I suppose the problem is, do we need to vet everyone for sharing the same
humour and standards of acceptability as us? If we're joining the same
football team or going to a comedy club and some beers, I wouldn't
particularly enjoy hanging out with someone as dull/safe as I am at work. But
is it ok to say to a woman, "We'd love to welcome you onboard so long as you
don't mind the dick jokes constantly flying around the office."? (Whether
explicitly or implicitly, I don't think it is ok).

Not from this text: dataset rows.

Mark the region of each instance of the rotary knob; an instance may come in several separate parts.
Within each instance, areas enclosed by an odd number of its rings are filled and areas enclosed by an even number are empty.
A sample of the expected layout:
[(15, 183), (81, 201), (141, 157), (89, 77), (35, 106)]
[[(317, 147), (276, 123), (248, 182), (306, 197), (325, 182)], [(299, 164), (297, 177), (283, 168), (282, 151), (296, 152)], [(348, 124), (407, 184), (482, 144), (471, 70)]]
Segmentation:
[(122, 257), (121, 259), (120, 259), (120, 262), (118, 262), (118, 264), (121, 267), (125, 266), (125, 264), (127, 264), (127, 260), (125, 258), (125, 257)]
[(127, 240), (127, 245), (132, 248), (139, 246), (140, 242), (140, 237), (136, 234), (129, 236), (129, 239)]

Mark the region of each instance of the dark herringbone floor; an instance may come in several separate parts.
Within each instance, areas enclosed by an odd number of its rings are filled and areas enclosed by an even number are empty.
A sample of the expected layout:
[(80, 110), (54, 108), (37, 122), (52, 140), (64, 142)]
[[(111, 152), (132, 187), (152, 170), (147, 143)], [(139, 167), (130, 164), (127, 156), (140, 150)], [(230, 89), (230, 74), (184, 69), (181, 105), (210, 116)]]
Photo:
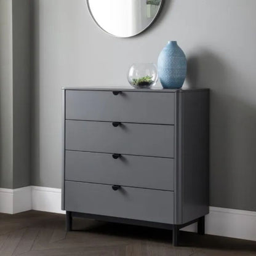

If we really want to solve the clique-problem in tech, we need to either
change the boundaries of acceptable humour and behaviour. No-one _wants_ to
spend 8 hours a day in a "sterile humorless environment". I know I had the
most fun coding in my early 20s in an office where 90% of us were just out of
university and male.

There are going to be more tradeoffs towards inclusiveness as we go forward.
Even it reduces the fun sometimes, I think it's the right thing to do.

------
Argorak
This is actually a good example why you should have a code of conduct as a
conference. Bad things on stage happen. As an organizer, you can now write an
apology that sounds like the one techcrunch wrote:

[http://techcrunch.com/2013/09/08/an-apology-from-
techcrunch/](http://techcrunch.com/2013/09/08/an-apology-from-techcrunch/)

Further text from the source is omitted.